Data protection authorities, DPAs, are the enforcement bodies for privacy law in their respective jurisdictions. Under GDPR, they have the power to order organizations to delete data, cease certain processing activities, and impose fines. They are a genuinely effective tool, but they work on their own timeline, and the gap between filing a complaint and seeing a result is longer than most people are prepared for.
What you can complain about
Under GDPR Article 17, you have the right to request deletion of personal data that is no longer necessary, that you have withdrawn consent for, or that has been processed unlawfully. This covers a wide range of situations: old articles containing personal information, forum posts, images, profiles on data broker sites, and content published without your consent. The process starts with a direct request to the organization holding the data. Many of those requests are ignored. The DPA complaint is the escalation mechanism when the direct request has failed or been refused.

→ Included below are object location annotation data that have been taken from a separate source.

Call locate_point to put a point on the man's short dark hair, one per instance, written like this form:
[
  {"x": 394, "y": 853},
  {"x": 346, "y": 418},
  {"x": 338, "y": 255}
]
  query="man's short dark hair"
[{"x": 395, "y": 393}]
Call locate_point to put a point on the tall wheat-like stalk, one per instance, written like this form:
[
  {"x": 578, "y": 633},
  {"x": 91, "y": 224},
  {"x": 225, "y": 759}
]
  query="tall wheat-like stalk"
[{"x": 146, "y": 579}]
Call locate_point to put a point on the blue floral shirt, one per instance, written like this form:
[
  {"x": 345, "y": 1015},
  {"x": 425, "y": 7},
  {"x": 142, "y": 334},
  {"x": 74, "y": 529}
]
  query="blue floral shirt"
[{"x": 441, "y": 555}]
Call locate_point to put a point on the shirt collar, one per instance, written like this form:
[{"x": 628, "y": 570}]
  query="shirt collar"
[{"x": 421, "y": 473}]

How to structure a complaint
A well-prepared complaint is the single most important factor in how quickly a proceeding moves. A DPA receiving a vague complaint will ask for clarification, and each request extends the timeline by weeks or months. A solid complaint includes: a clear description of the personal data at issue, the URL or specific location of the data, documentation of your prior request to the organization and their response or non-response, the specific legal basis under which you are requesting deletion, and your contact information.
Timeline expectations
Three to nine months is a realistic range for most complaints. Straightforward cases involving clear violations and cooperative organizations can resolve faster. Complex cases or organizations that dispute the complaint take longer. Filing a complaint and then following up every two weeks does not speed things up. File the complaint, document that you have done so, and wait for the authority to contact you.
Cross-border situations
If the organization processing your data is based in a different EU member state, the one-stop-shop mechanism means the lead supervisory authority is the DPA in the country where the organization has its main establishment. Complaints filed with your local DPA are typically forwarded to the lead authority, which can add time. For organizations based outside the EU entirely, GDPR still applies in principle, but enforcement is more difficult in practice.
When the DPA is not the right tool
DPA complaints are most effective for the unlawful processing of clearly personal data by identifiable organizations. They are less effective for content that is genuinely difficult to remove on legal grounds, for anonymous operators, or for situations where the legal basis for removal is contested. In those cases, other mechanisms may need to run in parallel.